Researching Companies with AI for Discovery Calls.

Problem Identified:

As someone who has worked in Generalist roles throughout his career, one of the main tasks I’ve done is researching companies before important calls and meetings.

Along with this, I’ve also had to research companies to:

  1. Do competitor and market research – track or analyse how companies in the space are positioning themselves while shaping our own messaging or to identify potential for partnerships;
  2. Set up informational and product discovery interviews – speak with folks in specific roles from specific organisations to learn more about their days, workflows and challenges;
  3. Build lead lists and segment ICPs – especially while doing B2B email or socials outbound, which now requires a great degree of personalisation to stand out in the noise.

Barring a few customizations, I did the same repetitive process each time I researched a company for all the above usecases.

There are only so many things you need to know about the business of a person you’re getting on a call with so that you reach out learn more directly from them.

This process is much simpler if you only work with public companies, but since I’ve mostly always been in startups, finding reliable information about the company can be challenging and all over the place.

It takes time to structure the unstructured information from various sources and make it useful. This is why I figured it’d be nice to build an AI workflow for this.

Tweet showcasing the front end I built for my first version of the tool – link.

Solution Imagined:

Here’s a high level design of the system.

Some things to note about this are:

  1. I used GPT-4-turbo for most of my experimentation because it came out as the smartest model overall. However, I tried out cheaper models like Anthropic’s Opus, Haiku, and OpenAI’s GPT-3.5-turbo, and each of them worked fine; they just needed prompt adjustments.
  2. The input is a fixed set of questions you want the AI workflow to answer for a company.
  3. The only search tool added to the search engine here is a SERP API that pulls up the top-k results with link titles, URLs, and snippets.
  4. The link relevance checker before the scraping step avoids unnecessary scraping. Feedback to this could also help with building a more robust search engine in the future.
  5. The output for this flow was the answers to each question. When I implemented it, I set it up to download a report document and update my Google sheet for research.

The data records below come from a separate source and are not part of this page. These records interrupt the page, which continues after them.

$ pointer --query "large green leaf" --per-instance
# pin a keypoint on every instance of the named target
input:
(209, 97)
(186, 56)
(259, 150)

Levers of Personalisation:

There are various ways to adapt the above workflow to yield more value. I have experimented with a few of these, and each has improved performance.

Some ways to personalise or adapt the workflow above are:

  1. Introducing more search tools – I set up a simple SERP API for the first implementation, but you could much more simply set up a similar application with Perplexity API (comes with its pros and cons I think).But, adding more tools can mean:
    • Adding filtered Google searches – like in@McKinsey, in@Gartner and so on.
    • Leveraging newer semantic search engines like Exa.aiYou.com, and Tavily.
    • More domain-specific tools like Semantic Scholar, News APIs, social monitoring, lead enrichment tools and so on.
    • Internal databases of existing data.
  2. Optimising the tool-use and link relevance checker—Even at zero-shot prompting, given the search context and search engine system prompt, the relevance checker did a pretty good job eliminating unnecessary SEO items. Adding a few shot examples here is an area I am very excited about because it’s almost like transferring your taste and judgment of information sources to your systems.

Some future implementation improvements:

  1. Building a highly personalised search agent – Further refine and fine-tune the query generator, relevance checker, and tool use capabilities, leveraging techniques from papers like Stream of Search (SoS): Learning to Search in Language paper.
  2. Making tool use and choice more autonomous – Implement a more rigorous logic of tool selection and use through function calls, using the OpenAI API and techniques like Chain-of-Abstraction from here.
  3. Moving beyond data aggregation (gathering and summarisation) to handle lower-level inference tasks, such as judging data validity across sources, clustering, and generating tags for clustering tasks of greater complexity like company operating models, positioning etc.